Southworth's testimony focused upon the necessity of keeping domestic violence survivor's information confidential. Southworth said, "All companies that collect and retain personal information about their customers should enhance the security and privacy options available to consumers, and create levels of security that are not easily breached from within or from outside of the company. Given the creative and persistent tactics of perpetrators, companies must work with consumers to identify the methods of security that will work best for general consumers, as well as methods for consumers in higher-risk situations, including victims of domestic violence and law enforcement officers."

=== 2014 ===
On June 4, 2014, Southworth, representing both the National Network to End Domestic Violence and the Minnesota Council for Battered Women, testified before the Senate Subcommittee on Privacy, Technology, and the Law. Southworth testified in support of Minnesota Senator Al Franken's proposed legislation, The Location Privacy Protection Act of 2014. The bill sought to ban these stalking apps and would require companies to inform consumers when their information is being used and what for what purpose.

Southworth testified that these apps are not covert in their marketing. Calling attention to apps such as HelloSpy, Southworth showed screenshots from the website showing women in various domestic violence situations. In one picture, under the section advertising the importance of catching cheating spouses, a man stands holding a woman's arm tightly while her face shows clear abrasions. This is a pattern among the majority of these alleged spy applications. Southworth testified that "consent is critical...and a reminder that the user's location is being tracked is critical." Southworth also provided additional recommendations on behalf of the organization and stood in firm support of the legislation.

== Staff ==
Deborah J. Vagins has served as the president and chief executive officer of the organization since 2019. Vagins had previously served as Vice President of Policy at the American Association of University Women.

Past presidents of the National Network to End Domestic Violence include Kim Gandy (former vice president of the Feminist Majority Foundation in Virginia), Congresswoman Donna Edwards, Sue Else (current CEO of Girl Scouts of Historic Georgia), and Lynn Rosenthal (former White House Advisor on Violence Against Women).

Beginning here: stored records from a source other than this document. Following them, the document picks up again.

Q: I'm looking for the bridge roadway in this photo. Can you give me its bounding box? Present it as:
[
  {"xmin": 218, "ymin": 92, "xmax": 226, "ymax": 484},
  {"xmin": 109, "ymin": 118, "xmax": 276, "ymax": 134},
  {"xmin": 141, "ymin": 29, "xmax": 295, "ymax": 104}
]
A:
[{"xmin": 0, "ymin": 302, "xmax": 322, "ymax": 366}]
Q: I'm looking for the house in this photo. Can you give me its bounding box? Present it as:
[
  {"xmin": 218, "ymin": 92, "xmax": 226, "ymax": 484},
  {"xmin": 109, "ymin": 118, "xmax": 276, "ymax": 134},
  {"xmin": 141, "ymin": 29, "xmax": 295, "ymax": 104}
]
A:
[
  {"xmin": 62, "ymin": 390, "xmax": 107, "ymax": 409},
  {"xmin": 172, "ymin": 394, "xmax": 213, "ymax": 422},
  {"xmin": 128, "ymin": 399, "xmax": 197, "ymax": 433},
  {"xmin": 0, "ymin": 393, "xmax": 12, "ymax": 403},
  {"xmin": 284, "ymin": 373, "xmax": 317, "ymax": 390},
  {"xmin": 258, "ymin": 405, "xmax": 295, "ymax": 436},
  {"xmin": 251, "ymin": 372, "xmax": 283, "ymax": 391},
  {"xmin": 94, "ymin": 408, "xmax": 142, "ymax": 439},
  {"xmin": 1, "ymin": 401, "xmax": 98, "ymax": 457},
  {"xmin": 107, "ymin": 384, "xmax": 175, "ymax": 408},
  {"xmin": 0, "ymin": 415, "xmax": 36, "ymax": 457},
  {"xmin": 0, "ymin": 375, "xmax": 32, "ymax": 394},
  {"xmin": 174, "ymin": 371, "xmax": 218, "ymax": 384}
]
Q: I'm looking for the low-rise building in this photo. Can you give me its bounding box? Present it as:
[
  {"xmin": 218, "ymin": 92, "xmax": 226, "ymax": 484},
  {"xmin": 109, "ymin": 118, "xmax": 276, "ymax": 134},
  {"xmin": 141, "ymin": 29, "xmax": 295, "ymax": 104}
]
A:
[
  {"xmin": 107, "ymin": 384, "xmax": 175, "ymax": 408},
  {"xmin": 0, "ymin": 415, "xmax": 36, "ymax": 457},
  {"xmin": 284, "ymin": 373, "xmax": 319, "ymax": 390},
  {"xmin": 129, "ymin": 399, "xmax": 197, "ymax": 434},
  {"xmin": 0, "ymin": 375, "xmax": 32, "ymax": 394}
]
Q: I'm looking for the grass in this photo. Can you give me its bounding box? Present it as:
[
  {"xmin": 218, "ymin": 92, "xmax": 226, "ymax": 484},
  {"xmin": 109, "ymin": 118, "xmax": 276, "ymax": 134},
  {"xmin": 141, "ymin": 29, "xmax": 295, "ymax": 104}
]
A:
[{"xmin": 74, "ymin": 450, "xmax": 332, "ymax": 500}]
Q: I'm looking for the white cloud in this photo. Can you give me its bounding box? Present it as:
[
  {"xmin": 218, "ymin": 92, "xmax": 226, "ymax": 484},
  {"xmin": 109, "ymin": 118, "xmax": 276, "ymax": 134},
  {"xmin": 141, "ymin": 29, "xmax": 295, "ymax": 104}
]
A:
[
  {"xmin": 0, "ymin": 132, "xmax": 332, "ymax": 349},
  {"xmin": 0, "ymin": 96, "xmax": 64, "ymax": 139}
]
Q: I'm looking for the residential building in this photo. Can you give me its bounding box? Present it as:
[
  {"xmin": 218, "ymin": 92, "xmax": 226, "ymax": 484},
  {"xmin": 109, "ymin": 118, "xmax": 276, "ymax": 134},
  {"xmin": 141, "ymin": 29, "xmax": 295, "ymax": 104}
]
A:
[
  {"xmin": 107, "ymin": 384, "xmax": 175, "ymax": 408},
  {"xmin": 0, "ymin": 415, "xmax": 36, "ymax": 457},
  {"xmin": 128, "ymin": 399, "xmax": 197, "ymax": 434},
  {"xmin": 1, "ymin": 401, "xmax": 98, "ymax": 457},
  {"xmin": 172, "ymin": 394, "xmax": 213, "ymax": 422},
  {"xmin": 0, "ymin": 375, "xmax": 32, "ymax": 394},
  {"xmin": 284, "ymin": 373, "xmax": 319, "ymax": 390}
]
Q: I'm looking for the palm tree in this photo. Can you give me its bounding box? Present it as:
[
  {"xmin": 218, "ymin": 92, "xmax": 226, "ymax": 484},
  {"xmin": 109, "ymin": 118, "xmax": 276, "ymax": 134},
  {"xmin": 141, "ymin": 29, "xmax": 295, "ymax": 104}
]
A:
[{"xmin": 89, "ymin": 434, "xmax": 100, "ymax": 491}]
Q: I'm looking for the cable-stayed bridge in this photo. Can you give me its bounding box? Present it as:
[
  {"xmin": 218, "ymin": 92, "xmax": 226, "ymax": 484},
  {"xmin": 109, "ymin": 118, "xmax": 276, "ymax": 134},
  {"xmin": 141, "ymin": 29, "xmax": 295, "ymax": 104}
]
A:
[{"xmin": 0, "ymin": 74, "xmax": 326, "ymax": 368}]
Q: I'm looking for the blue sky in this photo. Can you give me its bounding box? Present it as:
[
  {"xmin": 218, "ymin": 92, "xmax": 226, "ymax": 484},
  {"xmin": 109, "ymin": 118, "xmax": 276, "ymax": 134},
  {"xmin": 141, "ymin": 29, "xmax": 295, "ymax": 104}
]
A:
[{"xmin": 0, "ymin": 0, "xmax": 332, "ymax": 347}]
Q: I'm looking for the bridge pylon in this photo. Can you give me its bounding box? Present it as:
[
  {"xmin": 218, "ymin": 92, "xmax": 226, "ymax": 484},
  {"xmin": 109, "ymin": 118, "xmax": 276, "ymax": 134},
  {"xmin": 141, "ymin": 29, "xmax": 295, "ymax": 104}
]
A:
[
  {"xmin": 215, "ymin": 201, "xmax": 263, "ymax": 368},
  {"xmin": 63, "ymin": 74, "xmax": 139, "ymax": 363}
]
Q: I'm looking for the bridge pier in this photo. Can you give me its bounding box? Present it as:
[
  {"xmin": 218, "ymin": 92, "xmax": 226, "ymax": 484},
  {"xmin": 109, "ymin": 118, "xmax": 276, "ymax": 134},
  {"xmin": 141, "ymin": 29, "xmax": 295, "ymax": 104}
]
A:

Cindy Southworth served as Executive Vice President until joining Facebook as Women’s Safety Policy Manager in July 2020.

== History ==
In 1990, the organization was founded as the Domestic Violence Coalition on Public Policy by a group of domestic violence coalitions in order to promote federal legislation related to domestic violence. Along with local, state, territorial, and national domestic violence coalitions, the National Network to End Domestic Violence led the efforts to pass the landmark Violence Against Women Act (VAWA), authored by then-Senator Joe Biden.

On February 25, 1995, after the passage of VAWA, the organization changed its name to the National Network to End Domestic Violence. VAWA's implementation led to NNEDV's work on transitional housing.